Spy Museum Launches Limited-Run Pop-Up Exhibit of Extraordinary Codebreaking Artifacts

WASHINGTON - March 23, 2021 - The International Spy Museum (SPY) launches a mini pop-up exhibit, Codes, Ciphers & Mysteries: NSA Treasures Tell Their Secrets, from April 5 through May 31 to showcase a select trove of key artifacts used for codemaking, codebreaking, and secure communications.  The 13 historic objects are first-of-their-kind, one-of-a-kind, and breakthrough pieces, some of which have played a key role in shaping world history.

The artifacts will be on special display in the Briefing Center where guests begin their visit and will expand upon the Museum’s permanent exhibit on Codes.  The remarkable items are on loan from the National Cryptologic Museum (NCM), which collects, preserves, and showcases unique cryptologic treasures and serves as the National Security Agency’s principal gateway to the public.

“At a time when people are glued to their iPhones, locked in endless Zoom meetings, or wondering what personal information will be hacked next, the public is increasingly curious about the machinery that keeps their communications private and protected,” shared Dr.
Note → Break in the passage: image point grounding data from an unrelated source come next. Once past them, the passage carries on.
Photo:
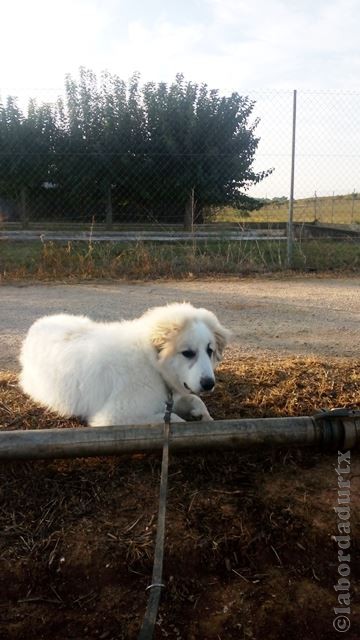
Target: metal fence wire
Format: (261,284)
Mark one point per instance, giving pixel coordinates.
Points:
(125,156)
Andrew Hammond, the Historian & Curator at the International Spy Museum. “Partnering with the National Cryptological Museum on this pop-up exhibit allows us to share with our audience some of the secret history of secure communications. Prepare for superstar artifacts, colorful characters, and history-making machines - right here, in the heart of Washington DC.”

Several highlights of Codes, Ciphers & Mysteries are:

  • Cypher Cylinder, late 1700s/early 1800s: Believed to be the oldest existing true cipher device in the world, this wheel cipher is similar to one designed by Thomas Jefferson.
  • PURPLE Analog #1, 1940: The machine built to crack the Japanese PURPLE code. This machine is responsible for decrypting the famous 14-part message telling the Japanese ambassador to end diplomatic negotiations with the US in advance of the Pearl Harbor attacks.
  • JN-25 Depth Analyzer, 1942: Used to help US codebreakers crack JN-25, the main Japanese naval code, which allowed the less experienced US Navy to score a decisive victory against Japan at the Battle of Midway.  This artifact has never before been seen by the public.
  • Piece of Colossus, 1944: Colossus was the world’s first-ever electronic computer, built by the British to break Germany’s sophisticated Lorenz cipher machine.
  • PACE TR-10, 1960: Believed to be the first desktop analog computer used at NSA.  Developed by Electronic Associates Inc. in New Jersey.
  • US Space Shuttle Challenger Encryption System, 1983: Built by the NSA, this high-level encryption system was collected from the Challenger’s debris after it broke apart 73 seconds into its mission.

“The National Cryptologic Museum has been busy redesigning its exhibits and revitalizing its building while we remain closed,” shared Dr. Vince Houghton, Director of the National Cryptologic Museum. “As we continue to pursue our goal to reopen in the summer, we’ve loaned the International Spy Museum some of the rarest, oldest, most historically significant code and cipher artifacts in the world.”

When the pop-up closes on May 31, the artifacts will return to the National Cryptologic Museum at Ft. Meade, Maryland.  NCM expects to reopen to the public this summer.

For photo, information, or filming inquiries related to the Spy Museum’s new mini pop-up exhibit, please contact Aliza Bran at 202.654.0946 or abran@spymuseum.org. 

About the International Spy Museum
The International Spy Museum, an independent nonprofit organization, is the only public museum in the United States to lift the veil on the tradecraft, history, and contemporary role of espionage and intelligence from a global perspective. The mission of the International Spy Museum is to educate the public about espionage and intelligence in an engaging way and to provide a context that fosters understanding of their important role and impact on current and historic events. The Museum's collection chronicles the history of espionage, from its inception, to the modern-day challenges facing intelligence professionals worldwide in the 21st Century. The original Spy Museum opened in 2002. Its new, expanded building and all-new exhibitions opened in May 2019 to much acclaim.